Volver a casa trae un olor a malojillo, nardos y melancolía. Cada tarde cuando se introduce la llave en la cerradura y se comprueba que ese par de trozos metálicos calzan perfectamente, un placentero sentimiento de seguridad repercute en cada una de las fibras del cuerpo llenándolo de un sosiego que desmiente la posibilidad del acecho.
Se vacían los bolsillos, se deja en la mesa el reloj con toda su obsesión por estar siempre contando cada segundo que corre como si no bastaran el cansancio, las canas y las ajaduras de la piel para hacernos ver que el tiempo pasa.
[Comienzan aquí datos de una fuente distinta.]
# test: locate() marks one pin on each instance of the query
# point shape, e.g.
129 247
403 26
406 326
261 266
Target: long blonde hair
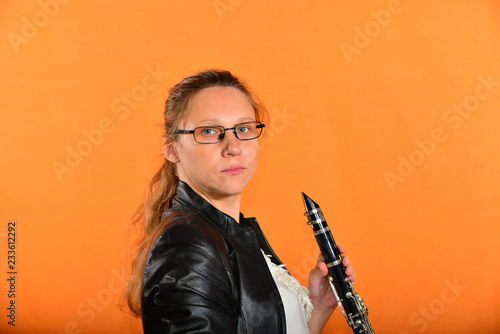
163 185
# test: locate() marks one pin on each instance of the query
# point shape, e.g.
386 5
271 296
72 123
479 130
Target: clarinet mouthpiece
309 203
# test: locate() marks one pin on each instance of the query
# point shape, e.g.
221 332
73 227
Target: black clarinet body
350 303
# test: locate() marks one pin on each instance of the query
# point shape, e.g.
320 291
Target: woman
202 267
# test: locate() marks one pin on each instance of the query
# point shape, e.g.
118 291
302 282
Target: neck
229 204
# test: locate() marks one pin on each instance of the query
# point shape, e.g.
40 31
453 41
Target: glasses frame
259 125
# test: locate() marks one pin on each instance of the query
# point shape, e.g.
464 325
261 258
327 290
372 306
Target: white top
295 297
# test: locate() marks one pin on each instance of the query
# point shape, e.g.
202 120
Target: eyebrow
215 121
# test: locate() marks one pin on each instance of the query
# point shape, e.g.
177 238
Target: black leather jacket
206 273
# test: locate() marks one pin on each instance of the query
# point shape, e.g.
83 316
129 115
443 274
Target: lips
234 170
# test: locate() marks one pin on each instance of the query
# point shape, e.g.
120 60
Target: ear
169 151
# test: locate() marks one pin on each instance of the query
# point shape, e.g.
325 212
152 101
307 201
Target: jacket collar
187 197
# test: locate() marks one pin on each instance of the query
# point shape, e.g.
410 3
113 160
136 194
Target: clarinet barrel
350 303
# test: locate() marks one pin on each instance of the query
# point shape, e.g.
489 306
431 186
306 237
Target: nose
231 145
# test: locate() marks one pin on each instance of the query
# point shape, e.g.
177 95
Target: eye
208 132
243 129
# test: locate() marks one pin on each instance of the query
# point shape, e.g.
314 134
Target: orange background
386 113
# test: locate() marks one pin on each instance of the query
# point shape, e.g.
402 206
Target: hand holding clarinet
333 268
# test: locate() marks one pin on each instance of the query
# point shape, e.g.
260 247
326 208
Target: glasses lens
208 134
247 131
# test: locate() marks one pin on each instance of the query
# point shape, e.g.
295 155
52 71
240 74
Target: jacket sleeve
186 286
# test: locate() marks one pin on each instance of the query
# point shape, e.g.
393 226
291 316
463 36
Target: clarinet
349 302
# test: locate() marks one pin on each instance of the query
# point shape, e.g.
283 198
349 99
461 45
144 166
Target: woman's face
221 170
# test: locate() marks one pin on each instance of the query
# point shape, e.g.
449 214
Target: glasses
215 134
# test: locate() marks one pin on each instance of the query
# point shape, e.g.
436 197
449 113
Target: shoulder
186 244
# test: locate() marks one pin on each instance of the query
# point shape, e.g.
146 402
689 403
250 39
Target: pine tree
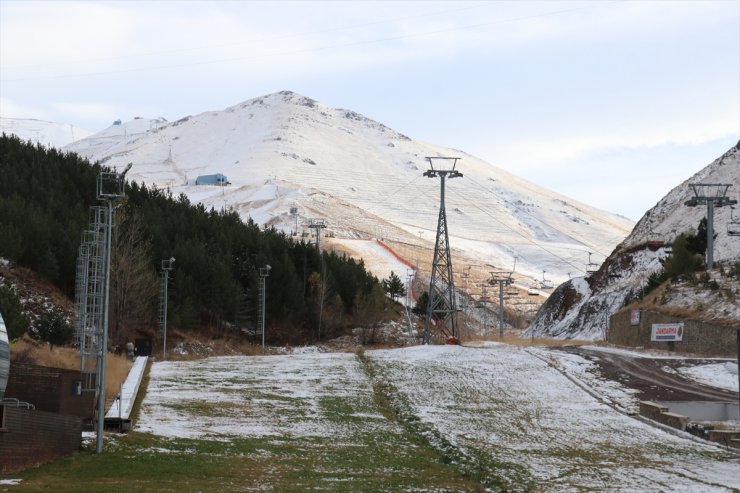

La punta de un pie hace palanca al borde del talón derecho para liberar al prisionero de ese lado (no hay zapato que sustituya la cómoda sensación del suelo frío en las plantas); luego la mano zurda, ya despojada del grillete puntual, irá al encuentro del pie izquierdo –que simultáneamente va subiendo como brote germinal ante el llamado de la luz- para dejarlo en igualdad de condiciones para la pisada.
Es ineludible la llamada del café vespertino: colado en manga, aliñado con guayabita, clavo y canela, servido en un cacharro de barro. Es imprescindible desempolvar los discos de vinilo y dejar que la aguja se deslice por sus surcos trayendo la voz inconfundible de Elvis Presley que nos acaricia como preámbulo de la intimidad. Voz de pájaro enjaulado en los armarios del tiempo que canta para aplacar los desconciertos.
Las canciones de Elvis anidan en nuestras nostalgias, les brindan calor arrebujándolas con su plumaje colorido y las alientan con su palpitar de metrónomo. Hacen que los recuerdos sean cuna de futuro, traen briznas de distintos rincones: un pábilo del volantín de la infancia se entreteje con hojas del mastranto que aromó el primer beso y se anuda con aquel dolor al que le faltó brillo de arcoíris para poder parir un sueño. Empollan frágiles cáscaras donde se incuban propósitos carenados, los alimentan, resguardan y, a su tiempo, impulsan al vuelo.
Son ritmos que viajan desde el norte como aves migratorias, no tanto para cambiar ellos de paisaje sino para cambiar el nuestro con su llegada o ausencia. Han escapado de las pedradas conque el resentimiento destroza las alas a la libertad. Han sabido sobrevivir al pesticida infame de la mezquindad humana, del comercio ilegal, la cacería, el saqueo de sus nidos, drenaje de las lagunas donde se reproducen, el humo intenso de incendios forestales, del cautiverio.
Elvis se reinventa en el aire. Su canto conjura soledades con variadas tesituras; trae sonoridades ajenas; convocan musas y espantos; asombra al practicar canopyng lanzándose por cuerdas de guitarra que hace vibrar con el plectro certero que mueve y conmueve provocando fuegos.
¡Oh, melancolía! Aunque padezca condena perpetua de un infalible amor cruzado, no quiero, Elvis, que te vayas sin dejar tus discos, sin apagar las luces, el gas y el dolor. A mi vez cerraré la puerta, más te dejo la llave al alcance por un descuido de la razón.